An alternative may be found in direct gloss 2K. Again, this is two-pack paint, but it is applied without a covering of clear coat. Produces a good gloss finish straight from the gun, but, can also be polished to a very high gloss finish – or not!

Purists will still quibble over the high gloss level of 2K when compared to cellulose. All is not lost, as 2K can be made to closely resemble the appearance of cellulose in one of two ways; either by adding a very small quantity of matting agent to the mixed paint prior to spraying in order to take the edge off the shine, or, (concours folk should look away now) by simply driving the car around a little and letting the inevitable scuffs and polishing scratches dull the shine slightly.

On a car with so much of the underside exposed to both view and road debris, consideration has to be given to the use of stone chip. A high gloss finish on the underside of wings looks good (and original) but will not stay pristine for long if the car is driven. A possible solution is stone chip coating. This is a slightly rubbery paint, which is applied over primer then over coated with colour coats. On a T-Series, it might be used under the front and rear wings. Non-original, yes, but then neither is the acne-effect of touched up stone chips.

Used neat through a proprietary gun, stone chip will produce a stippled, lightly textured finish, but if diluted, and applied though a normal spray gun (with a larger nozzle), it produces an almost flat surface, which looks close to original when over painted with gloss, but also helps to shrug off damage from road debris.

Is painting your TC yourself a practical proposition? As far as cellulose is concerned, it is feasible. A mask and sensible precautions on handling are required but repainting a car at home is feasible – always assuming that you can live with the limitations of cellulose. 

2K is very different.

Any mention of ‘elf-‘n’-safety in our cotton wool swathed times has yawns developing and eyes rolling. The downside of this is that genuine concerns tend to get brushed aside with the fatuous. Health concerns surrounding the use of 2k paint are far from fatuous. The hardener contains isocyanates, which are known to cause asthma. The spray mist is dangerous by both inhalation and skin absorption.

As to the practicalities, a disposable suit and an air fed mask are absolutely vital (ignore anyone who tries to tell you otherwise). The mask will consume a great deal of compressed air. My 3hp, 15 CFm model which is about the largest that can be run from a domestic, single phase supply, will not run the mask and a spray gun simultaneously.

Most important is the selection of somewhere to spray the vehicle, as you have to consider not only your own safety, but that of those around you who may come into contact with the spray mist.

What did I do? Quotations for painting my (dismantled) TC varied between £4,000 and £12,000, and the quality of the finished work, I will put politely, varied widely, and not always in relation to the price paid.

I elected to paint the vehicle myself; partly because a DIY job would help with logistics. A TC has to be painted in a dismantled state; chipping a panel during reassembly necessitating repainting would be inevitable. Painting it myself would make this easier. And so it was to be…!

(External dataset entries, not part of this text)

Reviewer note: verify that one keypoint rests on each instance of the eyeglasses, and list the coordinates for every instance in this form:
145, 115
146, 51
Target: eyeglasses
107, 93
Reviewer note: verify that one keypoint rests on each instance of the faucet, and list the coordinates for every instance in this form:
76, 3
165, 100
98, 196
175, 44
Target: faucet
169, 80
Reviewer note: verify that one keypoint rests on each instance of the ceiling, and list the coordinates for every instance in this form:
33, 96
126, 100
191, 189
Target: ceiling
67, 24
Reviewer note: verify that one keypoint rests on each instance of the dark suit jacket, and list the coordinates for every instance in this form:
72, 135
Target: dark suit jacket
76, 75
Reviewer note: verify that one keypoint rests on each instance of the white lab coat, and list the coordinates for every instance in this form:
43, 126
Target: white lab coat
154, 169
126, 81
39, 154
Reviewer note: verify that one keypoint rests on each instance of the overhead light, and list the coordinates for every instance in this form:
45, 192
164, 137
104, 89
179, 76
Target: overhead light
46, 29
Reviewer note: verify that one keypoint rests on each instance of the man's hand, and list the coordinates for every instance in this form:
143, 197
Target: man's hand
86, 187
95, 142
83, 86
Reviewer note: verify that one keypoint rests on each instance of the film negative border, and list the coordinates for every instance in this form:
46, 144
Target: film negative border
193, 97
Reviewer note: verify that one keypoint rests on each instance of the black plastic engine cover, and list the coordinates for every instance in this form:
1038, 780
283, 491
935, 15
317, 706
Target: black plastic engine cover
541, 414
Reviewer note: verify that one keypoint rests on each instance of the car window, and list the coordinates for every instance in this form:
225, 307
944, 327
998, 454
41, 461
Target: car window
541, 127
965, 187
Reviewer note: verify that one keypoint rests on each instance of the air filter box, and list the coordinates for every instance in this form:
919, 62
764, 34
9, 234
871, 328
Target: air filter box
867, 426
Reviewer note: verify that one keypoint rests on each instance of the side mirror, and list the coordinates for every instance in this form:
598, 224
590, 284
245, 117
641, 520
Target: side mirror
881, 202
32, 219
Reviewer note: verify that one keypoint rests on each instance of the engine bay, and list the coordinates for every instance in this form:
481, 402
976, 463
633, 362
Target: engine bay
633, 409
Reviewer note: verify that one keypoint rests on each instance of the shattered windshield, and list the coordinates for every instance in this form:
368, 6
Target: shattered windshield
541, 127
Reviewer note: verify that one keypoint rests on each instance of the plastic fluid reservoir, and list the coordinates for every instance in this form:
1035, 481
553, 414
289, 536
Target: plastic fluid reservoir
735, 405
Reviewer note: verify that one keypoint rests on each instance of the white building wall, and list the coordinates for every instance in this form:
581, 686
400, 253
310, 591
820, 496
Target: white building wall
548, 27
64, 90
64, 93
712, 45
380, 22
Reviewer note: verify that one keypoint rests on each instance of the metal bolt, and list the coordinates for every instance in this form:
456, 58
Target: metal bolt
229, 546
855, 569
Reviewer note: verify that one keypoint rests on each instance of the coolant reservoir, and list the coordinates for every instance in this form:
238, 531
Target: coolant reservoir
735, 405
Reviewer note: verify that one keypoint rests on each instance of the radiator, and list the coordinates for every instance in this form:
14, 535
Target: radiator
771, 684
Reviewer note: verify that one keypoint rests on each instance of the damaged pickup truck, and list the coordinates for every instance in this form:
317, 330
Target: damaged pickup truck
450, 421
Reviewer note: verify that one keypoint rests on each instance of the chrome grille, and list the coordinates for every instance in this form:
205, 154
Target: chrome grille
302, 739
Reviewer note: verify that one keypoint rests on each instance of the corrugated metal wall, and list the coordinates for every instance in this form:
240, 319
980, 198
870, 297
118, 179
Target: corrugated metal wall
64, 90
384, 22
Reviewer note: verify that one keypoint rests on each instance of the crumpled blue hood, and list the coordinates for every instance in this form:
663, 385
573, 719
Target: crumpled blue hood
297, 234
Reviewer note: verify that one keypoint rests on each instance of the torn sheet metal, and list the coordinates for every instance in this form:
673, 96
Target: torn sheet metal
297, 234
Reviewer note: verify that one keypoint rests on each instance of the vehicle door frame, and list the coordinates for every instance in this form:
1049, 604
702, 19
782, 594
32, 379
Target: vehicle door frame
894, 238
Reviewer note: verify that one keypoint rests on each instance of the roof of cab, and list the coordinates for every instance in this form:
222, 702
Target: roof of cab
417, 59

HSE information on the use of 2K paints here:

Martin Holloway

Ed’s note: Martin sent me a selection of photos taken prior to final assembly/panel adjustments, some of which are shown here.

As for technical information: the car was stripped to bare metal, remedial panel work done, epoxy primed, followed by three coats of primer/filler (both 2K), underbody stone chip, and four coats of direct gloss two-pack top coat. It has not been polished up to a mirror shine, deliberately, in order to resemble a cellulose finish.

Total cost of the respray (excluding sundries) from his receipts was £420.